As described above in detail, in the present invention, a non-contact type distance detector is used, and the outer diameter is measured while turning the same along the curved portion of the U-shaped pipe. The present invention has an excellent effect such that it is possible to measure various dimensions of the curved portion of the U-shaped tube with high accuracy by correcting the position based on the deviation amount of the turning center from the bending center.

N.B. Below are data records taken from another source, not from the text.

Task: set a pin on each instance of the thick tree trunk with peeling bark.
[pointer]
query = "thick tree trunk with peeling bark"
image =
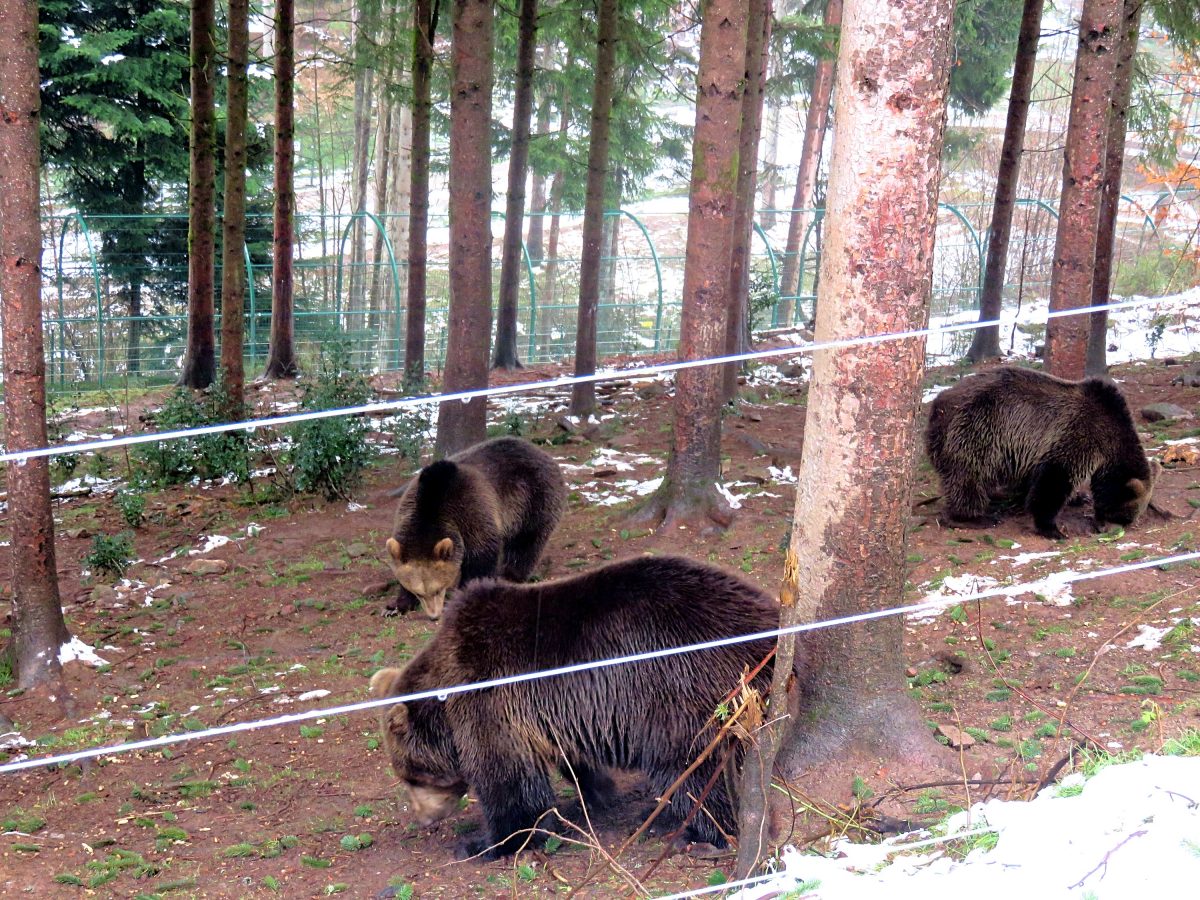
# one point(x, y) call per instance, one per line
point(810, 160)
point(985, 343)
point(281, 361)
point(514, 210)
point(855, 486)
point(39, 629)
point(689, 496)
point(583, 396)
point(1083, 183)
point(737, 336)
point(199, 358)
point(1110, 198)
point(460, 425)
point(424, 27)
point(233, 268)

[Brief description of drawings]

FIG. 1 is a schematic plan view showing the principle of a U-shaped tube dimension measuring method according to the present invention, FIG. 2 is a side view of a non-contact type distance detector, and FIG. 3 is a bending center of the U-shaped tube. Figure showing the calculation method of
FIG. 4 is a diagram showing a method for correcting the outer diameter, FIG. 5 is a diagram showing a method for obtaining the outer surface curvature, FIG. 6 is a front view of a U-shaped tube dimension measuring device, FIG. 7 is a side view thereof, and FIG. FIG. 8 is a block diagram thereof, FIG. 9 is a flow chart of the entire work procedure when measuring the dimensions of the U-shaped pipe 7, and FIG. 10 is a flow chart of the procedure of calculating the deviation amount of the bending center with respect to the turning center. Figure is a flow chart showing the procedure for correcting the outer diameter and calculating the roundness. Figure 12 is a flow chart showing the procedure for calculating the outer surface curvature of the circumference of the axial cross section of the U-shaped tube. Figure 13 is the conventional linear It is a figure which shows the measuring method of the outer diameter and roundness of a U-shaped pipe by a gauge. 1 ... Measuring part, 4 ... U-tube fixed part, 7 ... U-tube 10 ... Distance detector, 11 ... Detector rotation motor 16 ... Detector rotation motor, 60 ... Correction calculation device

Claims (2)

[Claims] 1. A dimension measuring method for a U-shaped pipe, wherein a non-contact type distance detector is swung along a curved portion of the U-shaped tube to measure various dimensions of the curved portion of the U-shaped tube. A dimension measuring method for a U-shaped tube, comprising: obtaining a deviation amount of a turning center of a distance detector with respect to a bending center of the character tube, and correcting a measurement result by the deviation amount. 2. A U-shaped tube dimension measuring device for measuring various dimensions of a curved portion of a U-shaped tube by a non-contact type distance detector, wherein the distance detector is swung along the curved portion of the U-shaped tube. Turning means for turning, a turning means for turning the distance detector around the tube axis of the U-tube, and a turning center of the turning means with respect to the bending center of the U-tube from the measurement results obtained by using these means. And a calculation means for correcting the measurement result based on the deviation amount by geometrical calculation, and a U-shaped tube dimension measuring device.